Le lecteur de CD fit retentir la voix de Lola. Et Ingrid, la bourlingueuse, l’Américaine en mal d’amour, c’est une en-qui-qui-neuuuuse, qui ne sait pas préparer les topinambouuuuurs… Ingrid haussa les épaules et, en pensant à l’eau glacée qui étancherait bientôt les soifs extrêmes du monde, ouvrit le réfrigérateur.

Alice Bonin y était recroquevillée, vêtue de sa robe scintillante et couverte de givre. Mince, c’est horrible et c’est très joli, pensa Ingrid en reculant vers la baie vitrée qui venait de se matérialiser dans le paysage de la cuisine. Elle devait fuir et, par la même occasion, confondre l’enfant de salaud qui avait mis Alice au frais. Elle pensa que la baie allait voler en éclats, mais son corps la traversa sans dégâts. Ses membres tricotèrent un instant dans l’air. Elle se mit à hurler et à tomber, tomber, tomber…

 

Ingrid se réveilla en sueur. Elle avait fait un cauchemar dont les détails lui échappaient. Seule subsistait cette sensation de chute dans le vide. Elle se leva avec une soif de naufragée ; après les recommandations de ses amis, elle s’était bien gardée d’ouvrir sa fenêtre, et sa chambre évoquait une étuve.
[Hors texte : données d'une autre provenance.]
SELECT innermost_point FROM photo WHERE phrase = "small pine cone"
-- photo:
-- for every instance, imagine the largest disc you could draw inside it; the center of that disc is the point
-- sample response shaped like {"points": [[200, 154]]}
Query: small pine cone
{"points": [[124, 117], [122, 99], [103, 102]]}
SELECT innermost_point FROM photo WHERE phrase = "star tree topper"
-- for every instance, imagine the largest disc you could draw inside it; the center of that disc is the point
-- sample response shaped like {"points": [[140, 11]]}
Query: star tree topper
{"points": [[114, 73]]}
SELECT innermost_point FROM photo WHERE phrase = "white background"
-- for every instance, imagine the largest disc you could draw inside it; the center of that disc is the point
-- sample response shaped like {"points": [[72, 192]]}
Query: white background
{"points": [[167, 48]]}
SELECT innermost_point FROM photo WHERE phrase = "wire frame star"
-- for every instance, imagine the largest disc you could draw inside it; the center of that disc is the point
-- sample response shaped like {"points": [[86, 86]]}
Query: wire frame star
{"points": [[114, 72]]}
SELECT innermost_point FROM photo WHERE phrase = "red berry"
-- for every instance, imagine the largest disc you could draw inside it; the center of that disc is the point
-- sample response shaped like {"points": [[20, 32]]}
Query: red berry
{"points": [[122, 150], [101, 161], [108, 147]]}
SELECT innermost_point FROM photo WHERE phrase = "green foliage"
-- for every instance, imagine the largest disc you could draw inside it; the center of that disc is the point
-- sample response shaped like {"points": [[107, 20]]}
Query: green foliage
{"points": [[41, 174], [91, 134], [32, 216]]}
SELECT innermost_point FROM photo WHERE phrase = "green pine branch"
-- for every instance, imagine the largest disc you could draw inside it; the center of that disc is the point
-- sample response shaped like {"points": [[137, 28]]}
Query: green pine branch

L’éclairage urbain filtrait à travers les stores. Elle repéra les glaïeuls dans leur vase posé sur le lino, hésita avant d’ouvrir le réfrigérateur puis se raisonna : il avait été désinfecté à l’eau de Javel et ne contenait rien de plus dangereux que de l’eau. Elle se désaltéra.

Un bruit de moteur. Des voix provenant de la rue du Faubourg-Saint-Denis. Elle repéra Lola, volumineuse dans sa désespérante robe mauve et qui discutait avec un homme motorisé. L’infirmier Carli. Il fit démarrer son engin et s’en alla. Ingrid eut envie d’en savoir plus mais l’idée de sortir en caleçon et débardeur délavés était dangereuse. Et s’il prenait à Diego Carli l’envie subite de rebrousser chemin ?

On verrait bien si l’ex-commissaire jugerait bon de raconter son escapade nocturne. Elle se recoucha en fredonnant ; malgré les bribes cauchemardeuses elle se sentait d’humeur allègre. Ingrid la facétieuse, l’Américaine en mal d’amour, c’est une en-qui-qui-neuse… Mais d’où lui venaient donc ces paroles étranges sur la musique des Rita Mitsouko ? Voilà ce qui arrivait quand on écoutait cinq fois de suite la même chanson avant de dormir.